I’m in the last row of the plane, and we’re on the tarmac. A loud sound, like an engine falling off, rattles everyone. The flight attendants behind me, despite their training, or maybe because they think no one can hear them, don’t conceal their reaction. “Jesus Christ. What was that?” one says. “Thunder,” another answers. The cabin gets bright from some unseen lightning bolt. That would be fitting, wouldn’t it, I think morbidly.
* * *
The second my plane lands in Boston, just before noon, I check my phone. My hands are freezing again, and I haven’t had an appetite in days. But there are still no headlines or texts or alerts. Only an email from Don saying he hasn’t heard anything.
I make my way back to my little tree-house bedroom in Harvard Square, knowing that at this rate, barring an unannounced press conference, I won’t hear anything until 4 p.m., when Sennott knows that Don will be back from the doctor. But beyond setting Twitter alerts for the Middlesex District Attorney’s Office, I struggle to do anything productive. I force myself to eat lunch. I unpack, make some coffee. I try to write, but how can I when I don’t yet know the ending? Three hours is nothing in the grand scheme of my years of waiting, but it’s an incredible amount of time to watch tick by.

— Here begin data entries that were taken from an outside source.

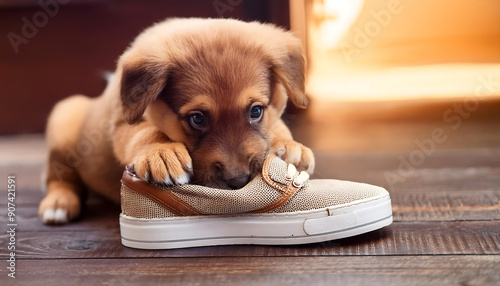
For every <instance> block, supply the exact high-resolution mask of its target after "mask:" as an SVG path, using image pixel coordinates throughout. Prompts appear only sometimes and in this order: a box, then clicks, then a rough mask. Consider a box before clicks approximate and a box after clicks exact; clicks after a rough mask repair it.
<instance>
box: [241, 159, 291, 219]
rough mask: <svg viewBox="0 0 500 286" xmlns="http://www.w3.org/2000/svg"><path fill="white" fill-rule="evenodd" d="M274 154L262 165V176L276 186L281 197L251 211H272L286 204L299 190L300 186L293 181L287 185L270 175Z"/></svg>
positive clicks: (257, 211)
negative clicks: (293, 181)
mask: <svg viewBox="0 0 500 286" xmlns="http://www.w3.org/2000/svg"><path fill="white" fill-rule="evenodd" d="M273 158H274V156H268V157H267V159H266V160H265V161H264V165H263V167H262V178H263V179H264V181H266V183H267V184H269V185H270V186H272V187H273V188H275V189H276V190H278V191H280V192H281V197H279V199H277V200H276V201H275V202H274V203H272V204H270V205H268V206H267V207H264V208H261V209H258V210H254V211H251V212H249V213H266V212H269V211H272V210H274V209H277V208H279V207H281V206H282V205H284V204H285V203H286V202H288V200H290V199H291V198H292V197H293V195H295V193H296V192H297V191H298V190H299V188H297V187H295V186H294V185H293V181H290V182H288V184H287V185H284V184H280V183H278V182H275V181H273V179H271V176H270V175H269V165H270V164H271V162H272V160H273Z"/></svg>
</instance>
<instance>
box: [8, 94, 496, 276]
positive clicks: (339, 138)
mask: <svg viewBox="0 0 500 286" xmlns="http://www.w3.org/2000/svg"><path fill="white" fill-rule="evenodd" d="M403 105H404V104H403ZM413 106H416V105H413ZM499 106H500V105H499V104H498V102H492V103H483V104H482V105H481V106H480V108H479V109H478V110H477V111H475V112H474V113H471V114H470V116H468V117H467V118H463V120H462V121H461V123H460V125H459V126H458V125H457V124H456V123H457V122H455V121H451V120H448V121H450V122H448V121H444V120H443V117H442V115H443V113H444V112H446V110H448V109H449V108H452V107H453V103H450V102H444V103H434V104H431V105H426V104H423V105H418V108H417V107H411V108H410V107H408V106H406V107H401V105H396V106H393V105H381V106H371V107H369V108H366V107H365V108H364V109H363V108H361V110H359V109H358V108H354V107H352V106H342V105H339V108H338V109H333V110H334V112H321V111H318V110H317V111H313V112H311V113H308V114H299V115H294V116H288V121H289V122H290V124H292V125H293V126H294V128H292V129H293V132H294V134H295V135H296V137H297V138H298V139H299V140H301V141H303V142H304V143H306V144H307V145H310V146H311V147H312V148H313V149H314V151H315V155H316V158H317V168H316V174H315V176H314V178H339V179H346V180H354V181H362V182H367V183H372V184H376V185H381V186H384V187H386V188H387V189H388V190H389V191H390V194H391V197H392V203H393V211H394V223H393V224H392V225H390V226H388V227H386V228H383V229H381V230H378V231H374V232H371V233H367V234H364V235H360V236H357V237H353V238H349V239H342V240H338V241H330V242H325V243H318V244H310V245H302V246H217V247H201V248H191V249H179V250H161V251H155V250H136V249H130V248H126V247H124V246H122V245H121V243H120V232H119V225H118V215H119V213H120V209H119V207H117V206H114V205H111V204H109V203H106V202H102V201H99V200H97V199H95V198H94V199H91V201H90V203H89V205H88V207H87V208H86V209H85V211H84V215H83V217H82V219H81V220H79V221H77V222H75V223H73V224H70V225H66V226H45V225H43V224H42V223H41V222H40V221H39V219H38V217H37V205H38V202H39V201H40V199H41V198H42V194H41V192H40V186H39V182H40V179H39V177H40V173H41V170H42V166H43V160H44V153H43V149H44V142H43V138H42V137H41V135H29V136H16V137H3V138H1V139H0V156H1V157H0V158H1V160H0V170H1V171H0V173H1V176H2V177H1V178H0V184H1V186H4V187H5V186H6V180H7V175H8V174H13V175H15V176H16V184H17V197H16V201H15V202H16V210H15V213H16V217H15V218H16V223H17V225H18V226H17V228H16V237H15V243H16V244H15V246H16V250H15V251H16V252H15V253H16V256H15V257H16V279H15V280H14V279H11V278H9V277H8V276H7V274H8V273H9V271H8V269H7V266H8V263H7V261H6V260H7V259H9V251H8V250H7V245H8V243H9V235H8V234H7V233H6V232H5V231H2V233H1V234H0V245H1V246H0V249H1V253H0V259H1V262H0V265H1V267H0V269H1V277H0V284H1V285H79V284H83V285H135V284H137V285H139V284H140V285H150V284H151V285H152V284H159V283H160V282H162V283H163V284H165V283H168V284H169V285H170V284H172V285H175V284H178V285H222V284H226V285H499V283H500V282H499V281H500V120H499V119H500V115H499V114H498V113H499V112H498V111H499V110H500V108H499ZM373 110H379V111H378V112H372V111H373ZM419 110H420V111H419ZM368 111H370V112H368ZM455 127H457V128H455ZM436 129H440V130H441V131H442V132H441V133H442V134H441V137H438V138H441V139H442V138H446V140H441V139H439V140H435V139H436V138H434V137H433V132H435V131H434V130H436ZM444 135H445V136H444ZM419 146H420V147H419ZM2 190H5V188H2ZM2 193H3V194H2V197H1V202H2V203H1V205H0V214H1V216H0V225H1V226H2V229H7V224H8V216H7V203H6V202H7V195H6V192H2ZM14 282H17V283H16V284H14ZM7 283H11V284H7Z"/></svg>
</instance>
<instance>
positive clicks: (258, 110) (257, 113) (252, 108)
mask: <svg viewBox="0 0 500 286" xmlns="http://www.w3.org/2000/svg"><path fill="white" fill-rule="evenodd" d="M262 114H264V108H263V107H262V106H261V105H255V106H252V108H251V109H250V121H252V122H255V121H259V120H260V119H261V118H262Z"/></svg>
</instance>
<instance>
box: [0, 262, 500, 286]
mask: <svg viewBox="0 0 500 286" xmlns="http://www.w3.org/2000/svg"><path fill="white" fill-rule="evenodd" d="M499 259H500V257H499V256H421V257H400V256H394V257H376V256H365V257H356V256H354V257H300V258H293V257H218V258H170V259H155V258H150V259H123V260H116V259H69V260H67V259H63V260H59V259H56V260H19V262H18V264H19V266H18V268H17V273H16V275H17V278H16V282H21V283H23V284H24V285H58V284H60V283H61V282H62V281H64V284H67V285H79V284H84V285H159V284H165V283H167V284H168V285H259V286H260V285H383V286H387V285H407V286H412V285H439V286H442V285H498V284H497V283H498V281H499V280H500V271H499V270H500V267H499V266H500V264H499ZM2 273H3V274H5V272H2ZM12 281H13V279H10V278H8V277H7V276H6V275H2V276H1V277H0V282H1V283H2V284H5V285H7V284H6V283H7V282H12Z"/></svg>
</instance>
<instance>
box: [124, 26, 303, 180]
mask: <svg viewBox="0 0 500 286" xmlns="http://www.w3.org/2000/svg"><path fill="white" fill-rule="evenodd" d="M119 68H120V69H121V70H120V71H121V76H122V78H121V99H122V106H123V113H124V115H125V118H126V119H127V121H128V122H129V123H130V124H134V123H137V122H139V121H141V120H148V121H150V122H151V123H153V124H154V125H155V126H156V127H157V128H158V129H160V130H161V131H163V132H164V133H165V134H166V136H168V137H169V138H170V139H171V140H172V141H176V142H183V143H184V144H185V145H186V147H187V149H188V151H189V152H190V155H191V158H192V160H193V170H194V182H195V183H199V184H202V185H207V186H213V187H220V188H240V187H242V186H243V185H245V184H246V183H247V182H248V181H249V180H250V179H251V178H252V177H253V176H255V175H256V174H257V173H258V172H260V169H261V168H262V163H263V161H264V159H265V156H266V154H267V152H268V150H269V147H270V143H271V140H272V139H273V137H274V134H273V132H272V129H273V127H274V125H275V124H276V122H277V121H278V120H279V118H280V116H281V114H282V113H283V110H284V108H285V106H286V102H287V96H288V98H290V99H291V101H292V102H293V103H294V104H295V105H297V106H299V107H305V106H306V105H307V99H306V97H305V95H304V58H303V55H302V50H301V47H300V42H299V41H298V40H297V39H296V38H295V37H293V36H292V35H291V34H290V33H288V32H285V31H283V30H280V29H277V28H275V27H273V26H270V25H263V24H259V23H243V22H239V21H235V20H202V19H184V20H170V21H166V22H163V23H160V24H157V25H155V26H153V27H152V28H150V29H148V30H146V31H145V32H144V33H143V34H142V35H141V36H139V38H138V39H137V40H136V41H135V42H134V44H133V45H132V46H131V48H130V49H129V50H128V51H127V52H126V53H125V54H124V55H123V56H122V57H121V58H120V63H119Z"/></svg>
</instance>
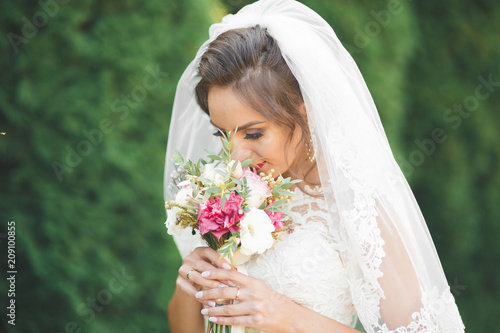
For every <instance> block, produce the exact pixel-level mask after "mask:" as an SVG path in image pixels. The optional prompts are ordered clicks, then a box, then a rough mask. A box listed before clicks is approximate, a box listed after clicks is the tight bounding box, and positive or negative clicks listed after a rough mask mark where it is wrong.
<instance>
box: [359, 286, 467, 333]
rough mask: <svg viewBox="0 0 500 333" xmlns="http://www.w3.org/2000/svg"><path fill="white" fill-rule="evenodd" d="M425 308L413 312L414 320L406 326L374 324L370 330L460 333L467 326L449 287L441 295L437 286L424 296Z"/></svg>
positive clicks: (397, 332) (384, 332)
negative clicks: (463, 321) (375, 324)
mask: <svg viewBox="0 0 500 333" xmlns="http://www.w3.org/2000/svg"><path fill="white" fill-rule="evenodd" d="M422 303H423V308H422V309H421V310H420V311H418V312H415V313H413V314H412V316H411V317H412V319H413V320H412V322H411V323H410V324H409V325H408V326H406V327H399V328H397V329H395V330H390V329H389V328H388V327H387V325H386V324H383V325H378V324H377V325H373V326H372V327H370V328H369V329H368V332H377V333H423V332H425V333H458V332H464V330H465V327H464V325H463V323H462V318H461V317H460V314H459V312H458V308H457V306H456V304H455V299H454V298H453V296H452V294H451V293H450V291H449V289H448V290H446V291H444V292H443V293H442V294H441V295H439V292H438V290H437V288H436V287H434V288H433V289H432V290H431V291H430V292H429V293H424V296H423V298H422Z"/></svg>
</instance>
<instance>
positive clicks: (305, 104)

At my desk, I’m surrounded by my cork boards of index cards and pictures, all pinned up with dissection needles. There’s a picture of one of the young men who accompanied Lee Parsons in Guatemala in January 1970. He’s sliding down the canyon––lithe, with his shirt unbuttoned. There’s Lee himself hunched over some mushroom stones in a museum, studying the artifacts, unaware of the camera. A few wisps of his dirty-blond bangs tumble over his glasses. Is that what his hair looked like as he lurched at Jane? Did his glasses stay on after the first blow? I can’t make it work in my head.
Lee Parsons. (Courtesy of the Peabody Museum of Archaeology and Ethnology, Harvard University, PM969-48-00/2.3)
“What is a good story?” one index card says, good underlined to emphasize the moral connotation of the word as much as its strict traditional sense. “Who controls the past?” another one asks.
My phone lights up. DONALD MITCHELL, it says, a relic from when I put his name in my phone before I knew him, when he wanted nothing to do with me. I pick up.